A major thunderstorm strikes midway through about every afternoon during the Summer in New Orleans. It’s almost impossible to see skies this wide, or clouds this low in most northeastern cities.


Regular readers of the Dot Com may be perplexed, disturbed even, but these images are real. Do not [attempt to] adjust your television sets.
The above text was originally intended to accompany photos of a great meal that I cooked, but the pictures didn’t come out as good as the food. So here are some pictures of sneakers. Three items:
a) Marc Johnson’s eponymous sneaker by Lakai ranks among my all-time favorites — here modified with purple laces. Johnson is also the only professional skateboarder known to have graduated from Yale.
b) The apartment I’m subletting has the exact same table as the one I have back in Brooklyn, only without my undone tax shit all over it.
c) Blogger/technologist Lynne Johnson is the person who brought my attention to the Supra Skytop Floral — the most consistently complimented garment I have ever owned. My favorite sneaker dap happened in DC close to 3 a.m. one night a couple months ago.
Guy: “Ay cuz, where’d you get they?”
I felt like Bobbito.

Though I’m not sure if I’ll ever eat there, the Ninja Restaurant and Sushi Bar might be my favorite restaurant and sushi bar in New Orleans. It certainly has the best name and sign combination imaginable.
And while I’m back up to my old tricks again photo-wise, it’s nice to be reminded that the folks who subscribe to the “gun control means using both hands” theory are up to theirs as well.

The plan is to leave the colors of the city behind for a few weeks. Look forward to different kinds of noise in this space.

Joe told me he was a former intern in photojournalism programs at the Washington Post and George Washington University. His main gig’s with the Navy now: intelligence, counter-terrorism. With the olympics coming to New York this year, the field is in demand, you know? A lot of people ask him about the stylish beard. Two years old, he says. “Hey, you’ve got to work with what you got.”

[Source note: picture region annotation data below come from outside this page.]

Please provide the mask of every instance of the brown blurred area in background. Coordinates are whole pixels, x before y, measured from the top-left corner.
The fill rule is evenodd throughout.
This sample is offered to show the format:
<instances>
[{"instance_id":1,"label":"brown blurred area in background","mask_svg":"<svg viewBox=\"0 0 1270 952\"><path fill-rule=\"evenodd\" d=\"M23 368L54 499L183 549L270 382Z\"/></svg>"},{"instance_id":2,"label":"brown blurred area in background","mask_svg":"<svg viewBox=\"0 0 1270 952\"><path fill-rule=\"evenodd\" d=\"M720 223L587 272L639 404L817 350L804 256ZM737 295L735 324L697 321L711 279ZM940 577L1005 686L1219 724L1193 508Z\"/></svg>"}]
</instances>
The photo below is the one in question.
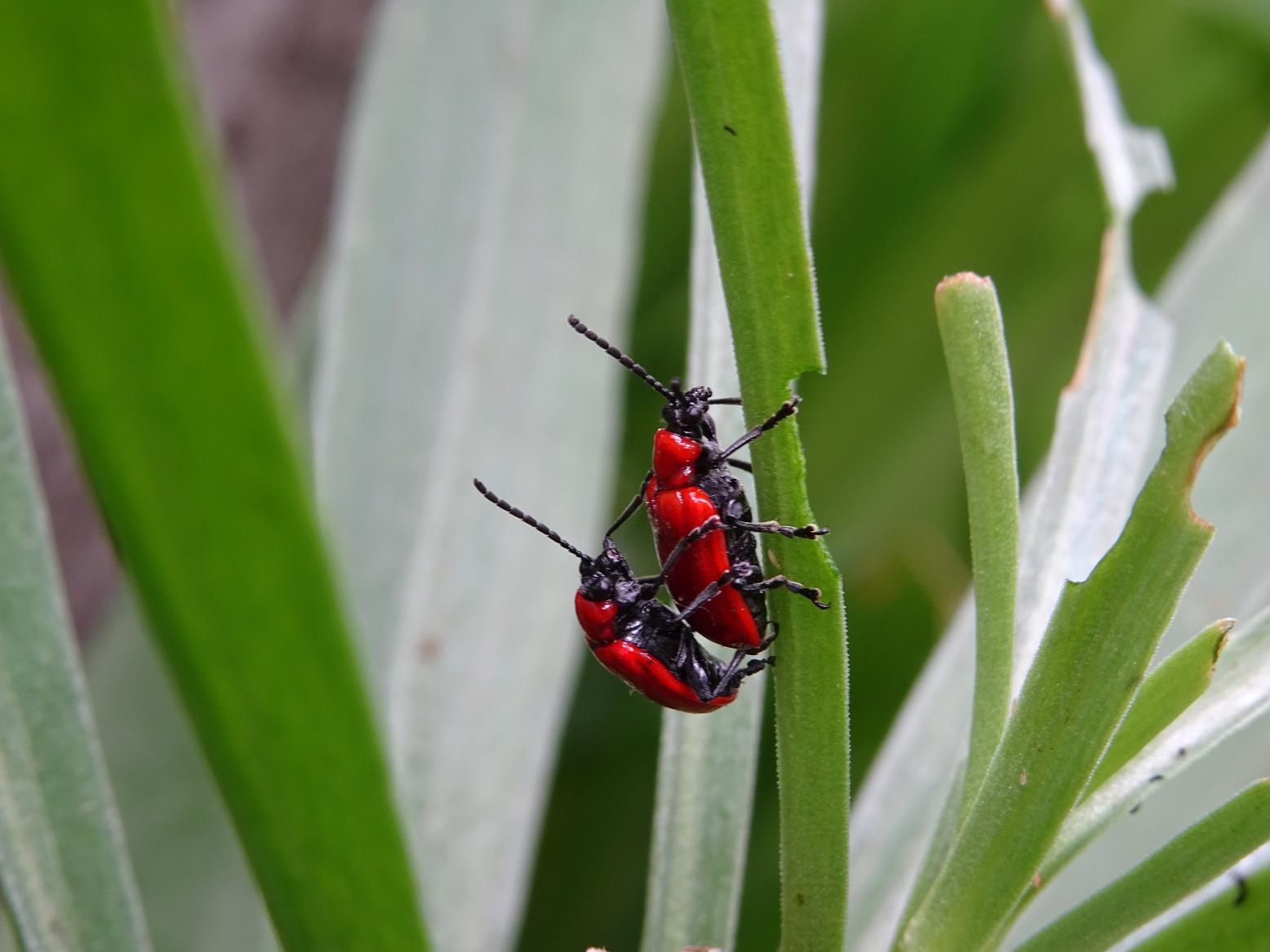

This and some others come from an early morning shoot last week at the Brooklyn piers.
For every part of me that lives and dies with line, shape, and form — the part that obsesses first over the composition of the frame, then its re-composition (if necessary) in photoshop and color correction — there is the soft voice that grumbles that there is no person to look at, no story. This irreconcilable cleft between formal image-making and narrative is where I have planted myself squarely for reasons not altogether clear. For that, the zen of capturing an image like this is partly therapeutic, partly maddening.
A man came up to me that morning. He, like the group of men he was in, was dressed in a blue zip-up worksuit and headed into an adjacent garage area. Apart from the others, he carried a dustpan — the kind that hangs and swings from a broomstick.
“Put it here,” he said. I did not understand. His accent was heavy, Mexican probably. His skin was a caramel brown and oiled, textured and not without a history. The other men in the group were black mostly and spoke in the gravelly voices of the morning. In the second that I reassessed the man apart from his coworkers, the arroyos of his accent were just beginning to flatten themselves into english I understood. I realized that I was holding a banana peel.
“Put it here, ” he repeated. This time he pointed to the dustpan. I dropped the peel in it and thanked him. My next thought was that his skin glowed in the morning light, that it would look good in a photograph.
I could hear the sound of gravel under the boots of men as they assembled on the other side of the gate.